The Gift that Keeps on Giving

Predator Press

[LOBO]

The judge just kinda looks back and forth between me ‘an the affidavit.

Finally, he sets the doc down, leans back in his chair, and tosses his glasses lightly upon his desk in exasperation.

“You stand before me,” he says, rubbing his eyes, “accused of the destruction of a Christmas tree, an entire living room, and numerous Christmas presents totaling-" he pulls the forms under his nose, “$41,320 in damages.”

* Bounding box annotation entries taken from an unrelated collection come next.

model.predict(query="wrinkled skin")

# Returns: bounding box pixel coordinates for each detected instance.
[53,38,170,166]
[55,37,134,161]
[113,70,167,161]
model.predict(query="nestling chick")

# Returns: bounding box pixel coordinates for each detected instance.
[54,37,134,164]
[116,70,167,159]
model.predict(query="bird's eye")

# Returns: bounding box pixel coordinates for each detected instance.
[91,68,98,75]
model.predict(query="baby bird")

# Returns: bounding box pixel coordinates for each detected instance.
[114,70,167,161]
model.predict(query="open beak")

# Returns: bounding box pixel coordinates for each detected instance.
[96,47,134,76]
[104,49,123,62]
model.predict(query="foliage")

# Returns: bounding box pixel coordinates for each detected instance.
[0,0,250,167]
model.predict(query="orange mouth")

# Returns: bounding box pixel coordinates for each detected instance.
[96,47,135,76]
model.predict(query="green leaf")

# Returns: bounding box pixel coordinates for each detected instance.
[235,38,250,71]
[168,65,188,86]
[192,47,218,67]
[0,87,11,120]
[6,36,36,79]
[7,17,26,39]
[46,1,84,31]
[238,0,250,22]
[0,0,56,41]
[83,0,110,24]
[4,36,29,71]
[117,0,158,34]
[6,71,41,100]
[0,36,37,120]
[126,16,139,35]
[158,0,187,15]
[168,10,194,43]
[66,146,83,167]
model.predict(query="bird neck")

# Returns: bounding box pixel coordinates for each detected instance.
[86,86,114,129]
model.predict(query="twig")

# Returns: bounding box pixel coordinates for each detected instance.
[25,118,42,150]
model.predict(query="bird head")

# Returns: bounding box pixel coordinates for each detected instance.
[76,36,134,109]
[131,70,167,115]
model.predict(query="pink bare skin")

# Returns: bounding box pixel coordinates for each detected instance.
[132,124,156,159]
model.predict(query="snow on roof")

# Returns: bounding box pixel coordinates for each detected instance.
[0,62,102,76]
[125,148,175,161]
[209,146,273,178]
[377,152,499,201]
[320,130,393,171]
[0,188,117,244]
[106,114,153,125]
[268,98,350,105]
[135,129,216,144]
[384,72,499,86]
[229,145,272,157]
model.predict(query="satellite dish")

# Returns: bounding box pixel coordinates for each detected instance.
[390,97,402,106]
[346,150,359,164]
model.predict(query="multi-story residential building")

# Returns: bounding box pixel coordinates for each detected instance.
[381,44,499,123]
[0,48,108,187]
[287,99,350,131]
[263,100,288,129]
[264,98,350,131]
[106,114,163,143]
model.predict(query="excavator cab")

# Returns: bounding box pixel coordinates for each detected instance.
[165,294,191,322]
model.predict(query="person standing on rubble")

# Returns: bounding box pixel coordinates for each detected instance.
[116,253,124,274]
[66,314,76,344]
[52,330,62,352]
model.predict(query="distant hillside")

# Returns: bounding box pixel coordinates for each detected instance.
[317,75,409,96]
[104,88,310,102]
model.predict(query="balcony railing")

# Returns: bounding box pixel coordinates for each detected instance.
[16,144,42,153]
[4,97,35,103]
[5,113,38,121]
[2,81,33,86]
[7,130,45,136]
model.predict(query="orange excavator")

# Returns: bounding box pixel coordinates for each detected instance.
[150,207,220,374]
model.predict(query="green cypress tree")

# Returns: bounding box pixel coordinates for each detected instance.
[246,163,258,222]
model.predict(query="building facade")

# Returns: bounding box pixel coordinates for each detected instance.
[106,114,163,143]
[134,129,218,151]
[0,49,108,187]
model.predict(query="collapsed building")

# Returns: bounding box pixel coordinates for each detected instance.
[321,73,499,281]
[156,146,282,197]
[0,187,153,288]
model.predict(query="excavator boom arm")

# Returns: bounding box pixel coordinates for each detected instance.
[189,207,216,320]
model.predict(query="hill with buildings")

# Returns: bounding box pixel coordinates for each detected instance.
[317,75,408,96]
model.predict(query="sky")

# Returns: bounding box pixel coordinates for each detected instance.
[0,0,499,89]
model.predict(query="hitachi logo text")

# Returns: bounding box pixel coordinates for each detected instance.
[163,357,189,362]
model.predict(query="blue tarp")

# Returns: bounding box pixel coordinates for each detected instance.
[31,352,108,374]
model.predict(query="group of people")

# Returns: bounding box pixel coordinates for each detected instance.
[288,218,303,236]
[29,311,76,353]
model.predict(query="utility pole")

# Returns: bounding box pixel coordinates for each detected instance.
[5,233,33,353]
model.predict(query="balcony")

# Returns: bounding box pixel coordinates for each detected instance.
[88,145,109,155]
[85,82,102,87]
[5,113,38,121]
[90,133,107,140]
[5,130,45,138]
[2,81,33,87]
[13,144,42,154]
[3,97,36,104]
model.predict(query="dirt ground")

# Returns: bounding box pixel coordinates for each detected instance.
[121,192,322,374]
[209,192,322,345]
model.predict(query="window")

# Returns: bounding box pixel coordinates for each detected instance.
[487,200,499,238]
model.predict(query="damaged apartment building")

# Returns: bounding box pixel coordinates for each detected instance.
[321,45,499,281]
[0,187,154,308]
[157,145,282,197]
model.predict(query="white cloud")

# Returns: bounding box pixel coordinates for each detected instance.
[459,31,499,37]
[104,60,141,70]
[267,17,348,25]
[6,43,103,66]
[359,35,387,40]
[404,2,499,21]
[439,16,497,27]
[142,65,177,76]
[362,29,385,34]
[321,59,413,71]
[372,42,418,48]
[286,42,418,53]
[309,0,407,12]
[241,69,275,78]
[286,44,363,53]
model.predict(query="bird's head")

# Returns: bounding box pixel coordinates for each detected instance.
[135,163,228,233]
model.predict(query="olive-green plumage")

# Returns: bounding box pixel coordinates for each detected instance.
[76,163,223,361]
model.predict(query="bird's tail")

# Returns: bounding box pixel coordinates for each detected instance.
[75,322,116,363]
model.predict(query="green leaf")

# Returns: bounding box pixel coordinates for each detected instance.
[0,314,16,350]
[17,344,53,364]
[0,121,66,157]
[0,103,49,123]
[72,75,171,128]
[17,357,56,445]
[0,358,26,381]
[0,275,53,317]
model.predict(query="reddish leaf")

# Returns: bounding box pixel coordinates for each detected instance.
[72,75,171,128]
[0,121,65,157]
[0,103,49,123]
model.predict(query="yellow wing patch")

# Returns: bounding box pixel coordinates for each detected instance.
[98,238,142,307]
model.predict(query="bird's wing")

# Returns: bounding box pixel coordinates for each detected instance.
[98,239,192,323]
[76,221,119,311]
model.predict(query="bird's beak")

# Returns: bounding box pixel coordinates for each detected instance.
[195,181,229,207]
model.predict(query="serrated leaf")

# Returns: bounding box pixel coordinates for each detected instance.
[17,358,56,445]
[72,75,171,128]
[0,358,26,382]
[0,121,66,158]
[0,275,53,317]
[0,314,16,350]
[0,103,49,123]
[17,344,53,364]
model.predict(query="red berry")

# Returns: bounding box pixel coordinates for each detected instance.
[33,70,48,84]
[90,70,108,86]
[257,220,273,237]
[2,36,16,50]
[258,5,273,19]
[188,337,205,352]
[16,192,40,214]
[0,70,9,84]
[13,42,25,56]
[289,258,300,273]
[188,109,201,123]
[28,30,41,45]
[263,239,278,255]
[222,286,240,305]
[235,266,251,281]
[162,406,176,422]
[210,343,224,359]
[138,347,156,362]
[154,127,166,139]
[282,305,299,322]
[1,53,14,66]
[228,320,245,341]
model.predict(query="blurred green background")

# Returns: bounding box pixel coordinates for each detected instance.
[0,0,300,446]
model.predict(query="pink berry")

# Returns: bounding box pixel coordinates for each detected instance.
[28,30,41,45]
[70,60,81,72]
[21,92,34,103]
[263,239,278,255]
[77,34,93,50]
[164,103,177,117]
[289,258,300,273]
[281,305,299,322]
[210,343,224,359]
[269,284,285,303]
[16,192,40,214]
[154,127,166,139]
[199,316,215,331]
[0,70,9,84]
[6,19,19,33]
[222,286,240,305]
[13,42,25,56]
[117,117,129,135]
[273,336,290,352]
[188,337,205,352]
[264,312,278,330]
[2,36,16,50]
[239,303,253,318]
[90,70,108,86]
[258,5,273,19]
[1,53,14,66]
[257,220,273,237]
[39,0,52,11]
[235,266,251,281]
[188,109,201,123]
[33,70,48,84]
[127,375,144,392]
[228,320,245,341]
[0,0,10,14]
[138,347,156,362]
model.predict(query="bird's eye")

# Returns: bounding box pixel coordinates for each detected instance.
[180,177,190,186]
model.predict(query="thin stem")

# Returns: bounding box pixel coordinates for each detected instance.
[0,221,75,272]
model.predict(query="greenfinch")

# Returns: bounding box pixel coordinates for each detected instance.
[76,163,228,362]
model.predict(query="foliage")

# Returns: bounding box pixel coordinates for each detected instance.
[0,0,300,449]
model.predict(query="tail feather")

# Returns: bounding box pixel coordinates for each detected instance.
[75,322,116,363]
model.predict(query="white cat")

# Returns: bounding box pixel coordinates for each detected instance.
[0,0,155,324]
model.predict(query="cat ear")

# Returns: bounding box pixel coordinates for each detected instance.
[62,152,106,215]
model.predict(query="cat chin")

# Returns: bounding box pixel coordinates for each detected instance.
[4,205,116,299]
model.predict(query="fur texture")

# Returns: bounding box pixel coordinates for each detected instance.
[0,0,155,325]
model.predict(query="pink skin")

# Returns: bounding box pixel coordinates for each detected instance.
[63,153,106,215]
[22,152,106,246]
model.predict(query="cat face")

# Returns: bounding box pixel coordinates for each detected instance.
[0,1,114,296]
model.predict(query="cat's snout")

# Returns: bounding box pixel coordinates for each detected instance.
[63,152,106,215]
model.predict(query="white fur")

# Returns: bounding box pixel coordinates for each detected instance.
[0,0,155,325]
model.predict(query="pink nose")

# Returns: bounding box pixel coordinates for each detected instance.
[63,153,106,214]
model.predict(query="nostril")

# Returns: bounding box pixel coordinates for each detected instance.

By this point, Terri’s sister, eh, 'Weepy,' is wailing openly in the courtroom.

“It wasn’t my fault,” I says. “And further I ask that you take the history of our relationship into consideration.”

“Proceed,” says the judge, tapping the fingertips of each hand together like a church steeple.

I stand and pace before the jury, already glaring at me in anxious disgust.

I can already see a ‘Guilty’ verdict coming.

This better be good.

“Ladies and gentlemen,” I says loosening my tie. “Terri and I have been together for four years now. And every Christmas, I’m under siege.” I whirl and point at Weepy dramatically. “Because of her!

"What?" Weepy demands between sobs. "I-!"

“Ma’am,” I says interrupting. “Do you remember what you got our youngest son two years ago?”

“Yes,” she says thinking. “It was a bicycle.”

“An unassembled bicycle,” I correct. “So you know how I spent that Christmas? I spent six hours putting that damn thing-”

"Order!" the judge snaps.

"Sorry sir. That darn thing together. And the whole time I hadda listen to the five year old ask fifteen thousand times, ‘Did you finish my bike yet? Did you finish my bike yet? Did you finish my bike yet? Did you finish my bike yet? Did you finish my bike yet? Did you-'"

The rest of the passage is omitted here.